In der Themen-Session Sichern ging es vor allem um Haltungen und Motivation(en). Wie kann man (in oder mit) der eigenen Institution für Openess tätig werden? Was kann man lernen aus den Bereichen Wissenschaft und Verwaltung? Welche Kooperationen sollte man suchen? Als Experten saßen Prof. Dr. Andreas Degkwitz (HU Berlin, Universitätsbibliothek) sowie Marco Klindt (digiS) auf dem Podium. Eingeleitet durch die Frage, ob nationale ((Forschungs-)Daten-)Infrastrukturen auch kleineren Einrichtungen aus dem kulturellen Bereich unterstützen könnten, wurde schnell deutlich, dass Infrastruktur weit mehr beinhaltet als technische Dienstleistungen. Infrastrukturen sollten in Communities eingebettet sein, die es ermöglichen auf gleicher Augenhöhe Bedarfe zu formulieren und im besten Fall gemeinsam zu lösen. Mentoring-Programme oder (Forschungs-)Partnerschaften von forschungsnahen und -fernen Beteiligten können helfen, das Verständnis über und das Vertrauen in solche Initiativen zu stärken. Gerade kleine Akteure müssen durch niedrigschwellige Schnittstellen und umfassende Weiterbildungsangebote in die Lage versetzt werden, angebotene Infrastrukturen für sich zu nutzen. Dies gilt nicht nur für den Kulturerbebereich sondern gerade auch für (universitäre) Forschung. Daten sind letztlich Daten, ob Kulturerbe- oder Forschungsdaten.

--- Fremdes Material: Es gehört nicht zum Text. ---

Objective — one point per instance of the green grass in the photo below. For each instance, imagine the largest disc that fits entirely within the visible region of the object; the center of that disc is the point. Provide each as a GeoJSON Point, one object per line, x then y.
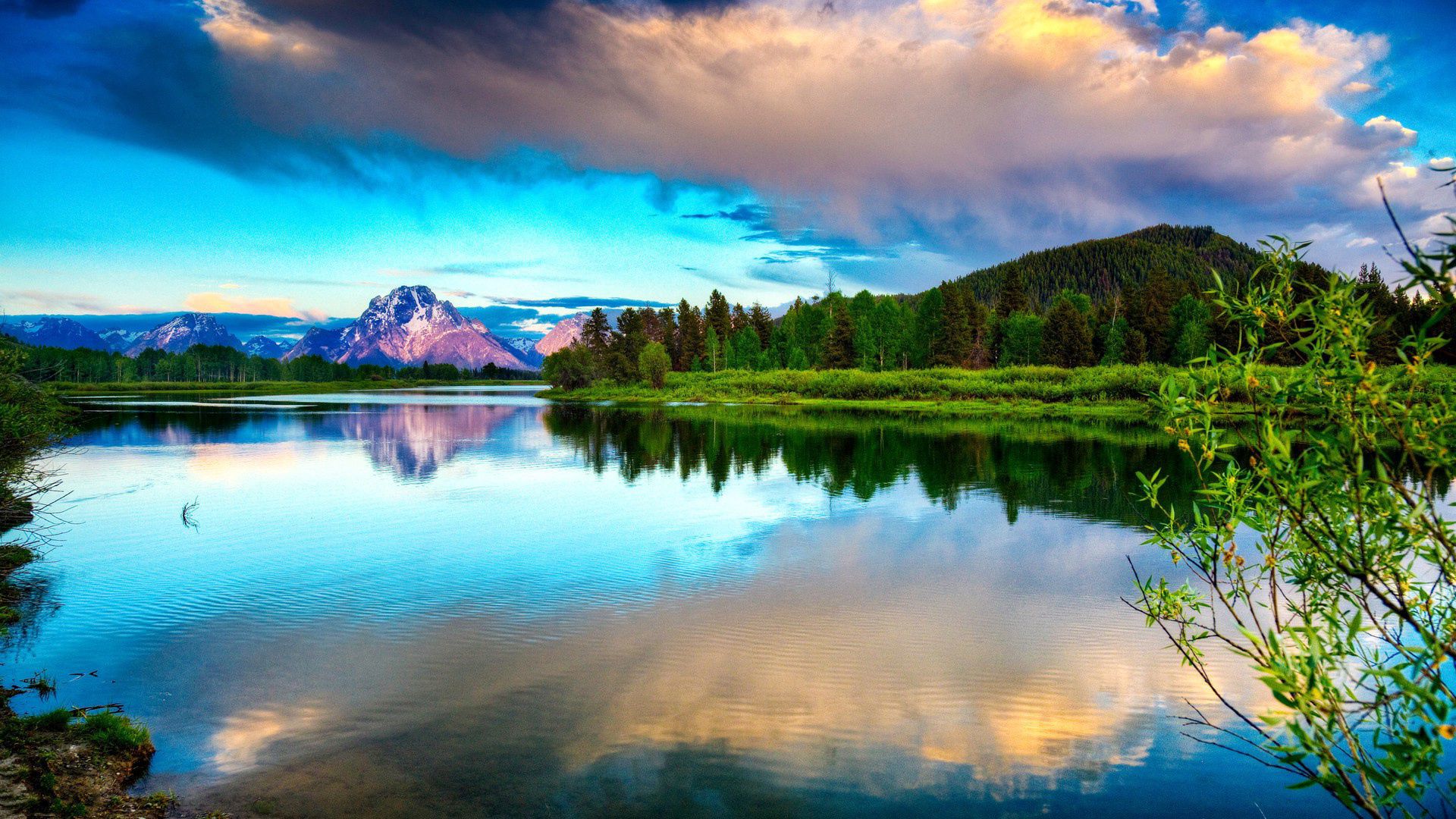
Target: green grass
{"type": "Point", "coordinates": [57, 720]}
{"type": "Point", "coordinates": [14, 556]}
{"type": "Point", "coordinates": [259, 388]}
{"type": "Point", "coordinates": [111, 732]}
{"type": "Point", "coordinates": [1021, 391]}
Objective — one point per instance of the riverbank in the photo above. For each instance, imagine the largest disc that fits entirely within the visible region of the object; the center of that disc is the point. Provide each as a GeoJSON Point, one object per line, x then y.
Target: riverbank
{"type": "Point", "coordinates": [67, 761]}
{"type": "Point", "coordinates": [1103, 392]}
{"type": "Point", "coordinates": [261, 388]}
{"type": "Point", "coordinates": [71, 761]}
{"type": "Point", "coordinates": [1052, 392]}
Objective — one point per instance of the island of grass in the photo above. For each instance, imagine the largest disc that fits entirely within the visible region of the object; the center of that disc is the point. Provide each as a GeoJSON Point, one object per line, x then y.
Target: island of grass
{"type": "Point", "coordinates": [1110, 391]}
{"type": "Point", "coordinates": [261, 387]}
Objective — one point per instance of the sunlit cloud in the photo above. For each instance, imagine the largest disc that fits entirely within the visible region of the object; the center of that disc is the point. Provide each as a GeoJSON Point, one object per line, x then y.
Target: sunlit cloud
{"type": "Point", "coordinates": [967, 120]}
{"type": "Point", "coordinates": [268, 306]}
{"type": "Point", "coordinates": [50, 302]}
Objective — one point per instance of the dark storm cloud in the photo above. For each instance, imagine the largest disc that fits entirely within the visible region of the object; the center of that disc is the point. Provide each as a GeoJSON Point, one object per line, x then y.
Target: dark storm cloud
{"type": "Point", "coordinates": [890, 121]}
{"type": "Point", "coordinates": [756, 218]}
{"type": "Point", "coordinates": [41, 9]}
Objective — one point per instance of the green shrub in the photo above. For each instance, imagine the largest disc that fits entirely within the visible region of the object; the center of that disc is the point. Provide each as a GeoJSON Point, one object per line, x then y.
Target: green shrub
{"type": "Point", "coordinates": [112, 732]}
{"type": "Point", "coordinates": [49, 722]}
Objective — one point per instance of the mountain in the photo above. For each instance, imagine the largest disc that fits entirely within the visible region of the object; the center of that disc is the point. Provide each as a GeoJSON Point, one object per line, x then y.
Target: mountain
{"type": "Point", "coordinates": [525, 350]}
{"type": "Point", "coordinates": [184, 331]}
{"type": "Point", "coordinates": [55, 331]}
{"type": "Point", "coordinates": [564, 334]}
{"type": "Point", "coordinates": [1101, 267]}
{"type": "Point", "coordinates": [410, 325]}
{"type": "Point", "coordinates": [118, 338]}
{"type": "Point", "coordinates": [319, 341]}
{"type": "Point", "coordinates": [265, 347]}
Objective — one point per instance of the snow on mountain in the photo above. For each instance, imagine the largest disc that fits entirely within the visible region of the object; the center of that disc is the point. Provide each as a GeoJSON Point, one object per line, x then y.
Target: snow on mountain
{"type": "Point", "coordinates": [118, 338]}
{"type": "Point", "coordinates": [564, 334]}
{"type": "Point", "coordinates": [55, 331]}
{"type": "Point", "coordinates": [568, 331]}
{"type": "Point", "coordinates": [184, 331]}
{"type": "Point", "coordinates": [410, 325]}
{"type": "Point", "coordinates": [319, 341]}
{"type": "Point", "coordinates": [525, 349]}
{"type": "Point", "coordinates": [265, 347]}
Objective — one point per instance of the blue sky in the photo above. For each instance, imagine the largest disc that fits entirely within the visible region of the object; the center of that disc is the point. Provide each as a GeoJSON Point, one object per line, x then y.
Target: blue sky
{"type": "Point", "coordinates": [293, 158]}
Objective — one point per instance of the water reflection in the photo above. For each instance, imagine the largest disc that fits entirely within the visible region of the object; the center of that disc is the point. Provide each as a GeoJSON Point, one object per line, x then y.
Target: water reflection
{"type": "Point", "coordinates": [413, 608]}
{"type": "Point", "coordinates": [1085, 468]}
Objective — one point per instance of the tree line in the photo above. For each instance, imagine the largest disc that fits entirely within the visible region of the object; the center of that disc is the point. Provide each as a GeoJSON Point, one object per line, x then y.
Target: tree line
{"type": "Point", "coordinates": [1159, 319]}
{"type": "Point", "coordinates": [218, 363]}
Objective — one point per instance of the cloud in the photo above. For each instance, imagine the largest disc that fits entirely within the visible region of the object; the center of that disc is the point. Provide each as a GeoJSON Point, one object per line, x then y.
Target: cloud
{"type": "Point", "coordinates": [976, 126]}
{"type": "Point", "coordinates": [268, 306]}
{"type": "Point", "coordinates": [485, 267]}
{"type": "Point", "coordinates": [951, 118]}
{"type": "Point", "coordinates": [47, 302]}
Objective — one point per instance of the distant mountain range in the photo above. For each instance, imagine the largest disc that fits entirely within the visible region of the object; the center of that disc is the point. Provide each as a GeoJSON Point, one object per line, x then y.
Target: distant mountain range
{"type": "Point", "coordinates": [408, 325]}
{"type": "Point", "coordinates": [1101, 267]}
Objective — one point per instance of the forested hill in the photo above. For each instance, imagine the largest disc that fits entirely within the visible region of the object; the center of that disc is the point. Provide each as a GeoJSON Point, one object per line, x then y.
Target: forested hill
{"type": "Point", "coordinates": [1103, 267]}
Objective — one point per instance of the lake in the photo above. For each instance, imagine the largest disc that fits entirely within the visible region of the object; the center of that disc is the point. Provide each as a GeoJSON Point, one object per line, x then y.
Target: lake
{"type": "Point", "coordinates": [469, 602]}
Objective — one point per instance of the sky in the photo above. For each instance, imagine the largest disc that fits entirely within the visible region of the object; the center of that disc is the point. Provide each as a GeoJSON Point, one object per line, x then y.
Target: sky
{"type": "Point", "coordinates": [530, 158]}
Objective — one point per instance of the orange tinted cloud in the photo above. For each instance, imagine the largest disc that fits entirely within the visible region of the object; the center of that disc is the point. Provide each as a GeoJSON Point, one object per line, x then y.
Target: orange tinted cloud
{"type": "Point", "coordinates": [268, 306]}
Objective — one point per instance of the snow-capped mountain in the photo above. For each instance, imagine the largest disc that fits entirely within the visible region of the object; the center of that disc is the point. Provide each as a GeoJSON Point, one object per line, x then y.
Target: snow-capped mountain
{"type": "Point", "coordinates": [55, 331]}
{"type": "Point", "coordinates": [568, 331]}
{"type": "Point", "coordinates": [118, 338]}
{"type": "Point", "coordinates": [265, 347]}
{"type": "Point", "coordinates": [184, 331]}
{"type": "Point", "coordinates": [525, 349]}
{"type": "Point", "coordinates": [410, 325]}
{"type": "Point", "coordinates": [564, 334]}
{"type": "Point", "coordinates": [324, 343]}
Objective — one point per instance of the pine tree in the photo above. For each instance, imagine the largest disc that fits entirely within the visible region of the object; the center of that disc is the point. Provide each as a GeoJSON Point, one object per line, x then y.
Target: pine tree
{"type": "Point", "coordinates": [1136, 350]}
{"type": "Point", "coordinates": [691, 335]}
{"type": "Point", "coordinates": [981, 333]}
{"type": "Point", "coordinates": [1190, 330]}
{"type": "Point", "coordinates": [928, 327]}
{"type": "Point", "coordinates": [596, 333]}
{"type": "Point", "coordinates": [1021, 340]}
{"type": "Point", "coordinates": [839, 347]}
{"type": "Point", "coordinates": [1068, 338]}
{"type": "Point", "coordinates": [762, 322]}
{"type": "Point", "coordinates": [718, 315]}
{"type": "Point", "coordinates": [712, 350]}
{"type": "Point", "coordinates": [956, 331]}
{"type": "Point", "coordinates": [1011, 297]}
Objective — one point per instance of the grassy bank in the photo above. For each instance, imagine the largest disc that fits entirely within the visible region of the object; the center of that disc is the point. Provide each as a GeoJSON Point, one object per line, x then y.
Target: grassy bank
{"type": "Point", "coordinates": [258, 388]}
{"type": "Point", "coordinates": [67, 761]}
{"type": "Point", "coordinates": [1119, 391]}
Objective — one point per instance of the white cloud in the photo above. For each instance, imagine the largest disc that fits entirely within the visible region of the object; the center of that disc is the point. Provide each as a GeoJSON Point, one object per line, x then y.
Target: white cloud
{"type": "Point", "coordinates": [960, 120]}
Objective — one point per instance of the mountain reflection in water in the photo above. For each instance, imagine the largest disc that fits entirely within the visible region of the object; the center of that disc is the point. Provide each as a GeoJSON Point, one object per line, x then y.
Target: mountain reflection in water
{"type": "Point", "coordinates": [519, 610]}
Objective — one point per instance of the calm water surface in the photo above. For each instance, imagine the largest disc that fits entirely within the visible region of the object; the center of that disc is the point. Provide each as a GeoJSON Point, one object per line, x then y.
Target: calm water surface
{"type": "Point", "coordinates": [475, 604]}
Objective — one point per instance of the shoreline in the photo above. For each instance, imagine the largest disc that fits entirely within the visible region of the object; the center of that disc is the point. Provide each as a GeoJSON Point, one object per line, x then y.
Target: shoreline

Nach der wohlverdienten Mittagspause und gestärkt ging es gleich kommunikativ weiter mit der Postersession der diesjährigen Förderprojekte. Nach dem Input aus der Minute Madness vom Vormittag bot sich hier einerseits die Gelegenheit für die Projekte sich ausführlicher und anschaulicher zu präsentieren, andererseits für die Konferenzteilnehmer, sich einen klareren Eindruck von den einzelnen Projekten sowie über die Möglichkeiten zu verschaffen, die das digiS-Förderprogramm Berliner Kultureinrichtungen bietet.

        


Highlight des Nachmittags war die Keynote von Heiko Daniels, Leiter Digitale Strategie/Neue Medien an der Kunsthalle Mannheim, der mit „Digitale Träume, digitale Räume“ einen ausführlichen und beeindruckenden Werkstatt- und Ergebnisbericht über die Entwicklung, Umsetzung und Bereitstellung der digitalen Angebote in der neu eröffneten Kunsthalle Mannheim präsentierte: Vortragsfolien CC BY NC ND Kunsthalle Mannheim 2018/ Heiko Daniels


Die diesjährige digiS-Jahreskonferenz endete mit einer Kurzauswertung der vier Diskussionsrunden

sowie einem gemeinsamen Ausklang im Foyer des Zuse-Instituts. Für das digiS-Team und sicher alle Teilnehmenden war die diesjährige Konferenz eine besonders kommunikative und erfolgreiche Veranstaltung – wir danken allen, die dazu beigetragen haben: dem Zuse-Institut, der Senatsverwaltung für Kultur und Europa, den Partnern aus dem Förderprogramm, den ExpertInnen der Podiumsdiskussionen sowie vor allem der Berliner und mittlerweile auch überregionalen Community, die sich mit so viel Engagement für die digitale Entwicklung der Kultur auf allen Ebenen einsetzt!